Occupy has also become a meeting point for other marches. Protesters in Upper Manhattan and Brooklyn have stopped to show their support, as well as to collect food and water.

Some protesters have said they plan to stay in the plaza beyond the budget deadline, until their demands for systemic change are met. Williams said he is not opposed to people staying longer.

Either way, Vocal-NY members said they were optimistic that they had organized a movement that could be sustained in the long term, said Jasmine Budnella, 34, the group’s drug policy coordinator.

Still, as the week progressed, organizers said they had struggled to set the right tone. While showing joy is an important form of resistance, Williams said, the group does not want people to forget why they have gathered. Sometimes the occupation may seem festive.

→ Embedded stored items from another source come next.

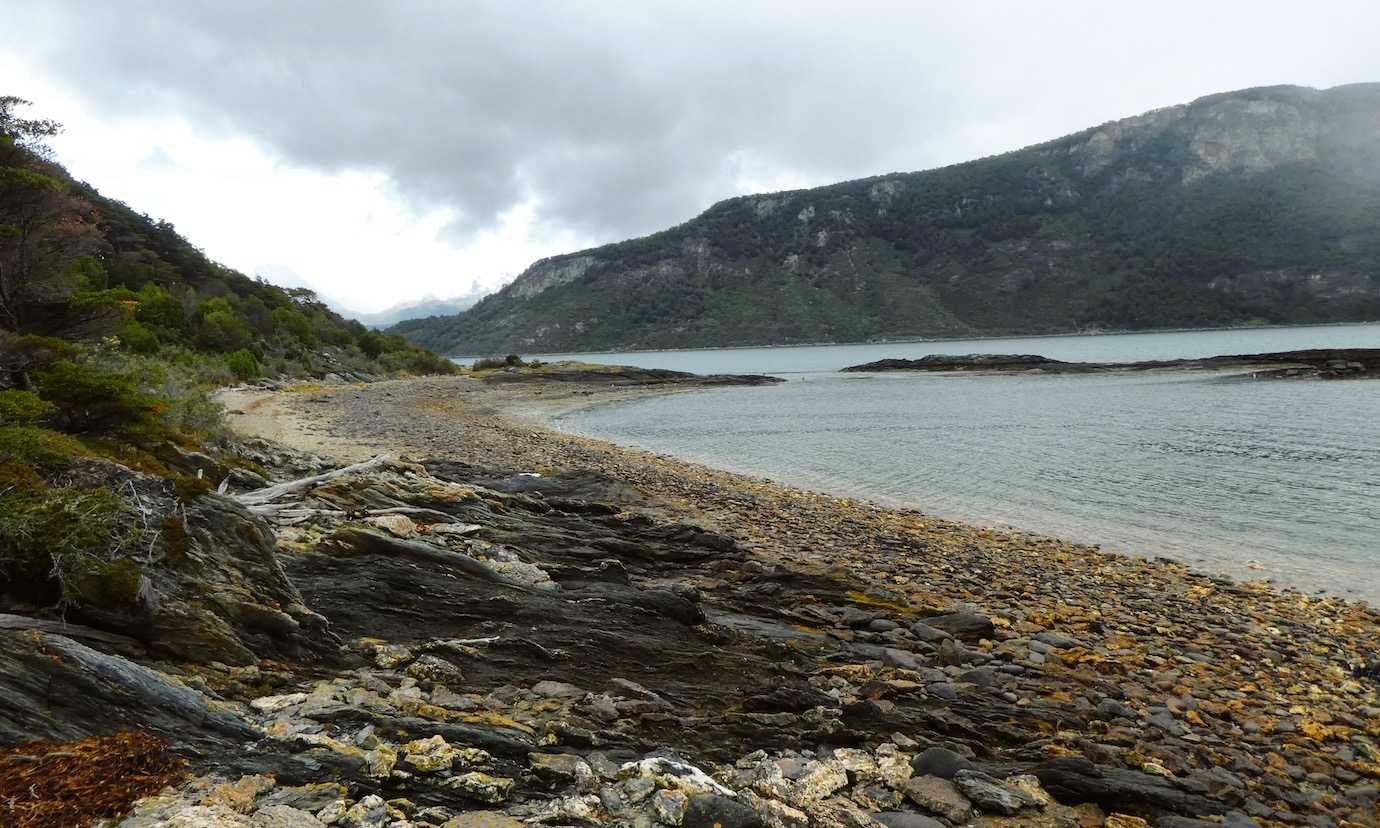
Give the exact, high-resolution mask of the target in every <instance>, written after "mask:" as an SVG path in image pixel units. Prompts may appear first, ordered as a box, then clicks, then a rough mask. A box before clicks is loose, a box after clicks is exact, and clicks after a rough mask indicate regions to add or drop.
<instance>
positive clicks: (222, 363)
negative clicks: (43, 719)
mask: <svg viewBox="0 0 1380 828" xmlns="http://www.w3.org/2000/svg"><path fill="white" fill-rule="evenodd" d="M25 105H26V102H25V101H21V99H18V98H12V97H0V604H3V609H4V611H14V610H15V609H17V607H18V609H21V610H22V611H40V610H43V611H46V610H50V609H52V607H58V609H62V610H70V611H73V613H76V614H77V615H79V617H80V615H81V613H86V617H88V618H90V617H94V615H95V614H99V613H116V614H123V615H130V617H138V613H139V611H142V610H146V609H148V602H149V600H152V599H150V598H149V592H148V591H149V586H148V578H145V577H144V575H142V574H141V573H142V566H144V564H146V563H149V562H150V560H152V558H153V555H155V551H156V549H163V551H170V552H168V555H184V558H185V552H186V548H188V544H189V541H188V535H186V530H185V523H186V520H185V517H184V520H181V522H178V520H174V519H171V517H170V519H168V520H167V522H166V524H150V523H149V520H150V517H149V513H148V512H146V502H145V501H141V497H152V494H150V493H152V490H149V489H146V490H145V494H144V495H139V494H138V493H135V490H134V486H132V483H127V480H128V475H132V472H131V471H130V469H137V471H138V472H146V473H152V475H156V477H155V480H159V486H163V487H166V490H167V491H168V493H175V495H177V498H179V500H181V502H184V504H186V502H192V501H195V500H196V498H197V497H199V495H201V494H204V493H206V491H207V490H208V489H211V487H213V486H215V484H217V483H219V482H222V480H228V479H229V476H230V475H232V473H237V475H243V476H247V477H248V479H251V480H254V479H258V477H257V476H255V472H254V471H253V468H248V466H250V465H251V464H247V462H244V461H242V460H237V458H236V455H235V454H233V451H232V450H230V449H229V447H228V446H226V443H225V433H224V429H222V421H221V408H219V406H217V404H214V403H213V402H211V399H210V396H208V395H210V392H211V391H214V388H215V386H218V385H225V384H230V382H236V381H244V380H254V378H258V377H276V378H294V377H295V378H301V380H312V378H323V380H337V378H338V380H359V378H367V377H378V375H384V374H393V373H403V371H407V373H435V371H446V373H449V371H450V370H453V366H451V364H450V363H449V362H446V360H442V359H440V357H437V356H435V355H432V353H429V352H426V351H422V349H420V348H415V346H414V345H410V344H407V342H404V341H403V339H400V338H399V337H388V335H381V334H377V333H373V331H368V330H366V328H364V326H362V324H359V323H346V322H345V320H342V319H341V317H339V316H337V315H335V313H333V312H330V311H328V309H326V306H323V305H322V304H320V302H317V301H315V298H313V297H312V295H311V293H306V291H291V290H283V288H279V287H275V286H272V284H265V283H262V282H257V280H254V279H248V277H246V276H243V275H242V273H237V272H235V270H230V269H228V268H224V266H221V265H217V264H215V262H211V261H210V259H207V258H206V257H204V255H203V254H201V253H200V251H199V250H196V248H195V247H193V246H192V244H190V243H188V242H186V239H182V237H181V236H178V233H177V232H175V230H174V228H172V225H170V224H166V222H157V221H153V219H150V218H149V217H146V215H142V214H139V213H137V211H134V210H131V208H130V207H127V206H124V204H121V203H119V201H115V200H110V199H106V197H103V196H101V195H99V193H98V192H97V190H95V189H94V188H91V186H90V185H87V184H83V182H79V181H73V179H72V178H70V177H69V175H68V174H66V171H65V170H63V168H62V167H61V166H59V164H57V163H55V161H54V160H52V157H51V153H50V152H48V149H47V148H46V146H44V139H47V138H50V137H51V135H54V134H57V131H58V130H59V127H58V124H54V123H51V121H44V120H34V119H26V117H23V106H25ZM333 374H334V377H331V375H333ZM117 464H119V465H117ZM120 475H124V476H126V477H121V476H120ZM120 480H124V482H126V483H120ZM141 480H142V477H141ZM182 515H184V516H185V515H186V511H185V506H184V511H182ZM161 553H163V552H160V555H161ZM123 615H121V617H123Z"/></svg>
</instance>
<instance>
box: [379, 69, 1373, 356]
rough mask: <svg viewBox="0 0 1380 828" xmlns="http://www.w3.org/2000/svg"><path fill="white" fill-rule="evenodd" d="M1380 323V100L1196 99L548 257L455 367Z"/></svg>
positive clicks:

But those moments are often followed by a speaker who emphasizes the need to stay alert and vigilant.

“We are here because blacks are dying on the street,” a speaker told the crowd Thursday night. “We are not here to socialize, we are here for real life problems.”

Many protesters said they had vowed to sleep outside every night until the end of the month, noting that they had everything they needed to survive: food, water, clothing, a place to shower and bathrooms.

Others said they would try to appear every other night. Those who did not want to sleep outside said they would volunteer from sunrise to sunset.

Organizers said the spirit of the movement is focused on anti-consumerism, inclusion and camaraderie. Everything is free and protesters are constantly on the lookout. They said making the camp a safe space for vulnerable communities has also been a priority.

On Thursday night, Moji Armu and his two children, ages 6 and 9, ran into the demonstration on the way home.

Ms. Armu said that she had thought about taking her children to protests in the past, but that they had been scared to do so after seeing images on television of protesters clashing with police. But on Thursday, her children noticed an art station at the Occupy gathering and ran to the tray of paint tubes.

A little later, he said his 6-year-old son stopped in bewilderment. He did not realize that what he had witnessed: artistic creation, dance, could be considered a protest.

He asked his mother if she had just attended her first protest. She smiled and said, “You sure did.”